EPFL Racing Team

Driverless Perception

The EPFL Racing Team is a student association at the École Polytechnique Fédérale de Lausanne (EPFL) that designs an electric and autonomous racing car every year, and competes in the Formula Student competition. The team is composed of students from various fields of study, such as mechanical engineering, electrical engineering, computer science, and management. The team is divided into several subteams, each responsible for a specific part of the car, such as the chassis, the powertrain, the suspension, the aerodynamics, the driverless system, and the business plan.

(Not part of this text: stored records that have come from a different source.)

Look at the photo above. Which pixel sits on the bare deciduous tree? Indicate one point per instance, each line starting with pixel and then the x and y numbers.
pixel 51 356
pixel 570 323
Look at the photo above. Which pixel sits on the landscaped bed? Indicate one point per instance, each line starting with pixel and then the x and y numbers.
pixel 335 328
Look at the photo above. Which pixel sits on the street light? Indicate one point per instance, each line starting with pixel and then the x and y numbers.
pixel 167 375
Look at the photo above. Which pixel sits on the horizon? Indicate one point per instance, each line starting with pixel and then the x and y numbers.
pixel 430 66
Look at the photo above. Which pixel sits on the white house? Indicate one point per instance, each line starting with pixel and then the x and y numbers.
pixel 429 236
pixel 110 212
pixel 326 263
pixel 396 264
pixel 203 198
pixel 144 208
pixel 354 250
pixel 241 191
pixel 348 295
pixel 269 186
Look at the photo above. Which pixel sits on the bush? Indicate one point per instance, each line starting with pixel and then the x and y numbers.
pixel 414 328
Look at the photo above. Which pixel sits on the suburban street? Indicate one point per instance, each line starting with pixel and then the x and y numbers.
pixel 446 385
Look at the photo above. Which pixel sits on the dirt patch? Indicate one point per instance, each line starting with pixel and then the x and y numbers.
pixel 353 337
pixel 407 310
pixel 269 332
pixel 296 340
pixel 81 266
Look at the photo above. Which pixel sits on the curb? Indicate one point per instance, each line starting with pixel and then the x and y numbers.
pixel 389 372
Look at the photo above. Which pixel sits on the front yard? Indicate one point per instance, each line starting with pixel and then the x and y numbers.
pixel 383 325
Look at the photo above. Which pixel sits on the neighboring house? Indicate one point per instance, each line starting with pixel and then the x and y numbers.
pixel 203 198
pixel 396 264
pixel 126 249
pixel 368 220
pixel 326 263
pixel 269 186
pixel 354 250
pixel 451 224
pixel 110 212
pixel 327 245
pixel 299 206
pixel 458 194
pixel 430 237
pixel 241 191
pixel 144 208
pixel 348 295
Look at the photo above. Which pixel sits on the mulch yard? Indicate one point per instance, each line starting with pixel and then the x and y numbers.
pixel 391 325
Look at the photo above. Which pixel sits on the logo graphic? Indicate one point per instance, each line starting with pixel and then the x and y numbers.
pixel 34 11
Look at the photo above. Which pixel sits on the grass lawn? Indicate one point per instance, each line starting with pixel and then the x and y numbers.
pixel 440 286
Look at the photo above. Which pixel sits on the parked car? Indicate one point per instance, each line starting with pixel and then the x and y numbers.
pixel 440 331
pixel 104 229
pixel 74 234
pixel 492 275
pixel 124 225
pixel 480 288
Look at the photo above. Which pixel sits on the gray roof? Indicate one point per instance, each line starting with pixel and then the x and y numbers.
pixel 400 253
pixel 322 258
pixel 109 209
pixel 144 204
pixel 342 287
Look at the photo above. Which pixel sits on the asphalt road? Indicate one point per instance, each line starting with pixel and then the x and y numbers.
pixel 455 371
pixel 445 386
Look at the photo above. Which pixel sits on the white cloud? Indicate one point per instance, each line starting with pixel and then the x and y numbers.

I joined the team in September 2021 as a perception engineer in the driverless subteam, where the main task is to develop realtime algorithms that detect and estimate accurately the distance of objects (yellow and blue cones) to the car. The perception system is composed of several sensors: a monocular camera and a LiDAR. and the algorithms, based on Machine Learning are implemented in Python. The perception system is a crucial part of the driverless car, as it provides the necessary information to the planning and control algorithms to make the car drive autonomously.

During my second year in the team, I was promoted to the role of perception group leader, where I was responsible for the development of the perception system, and its integration into the rest of the pipeline (using ROS 2). It was during my second year that the team managed to make the car drive by itself for the first time ever! Although the car was moving at a relatively slow speed (5 m/s), it was nevertheless an incredible and satisfying achievement.

On the left is the amazing driverless team, while on the right is the car driving autonomously!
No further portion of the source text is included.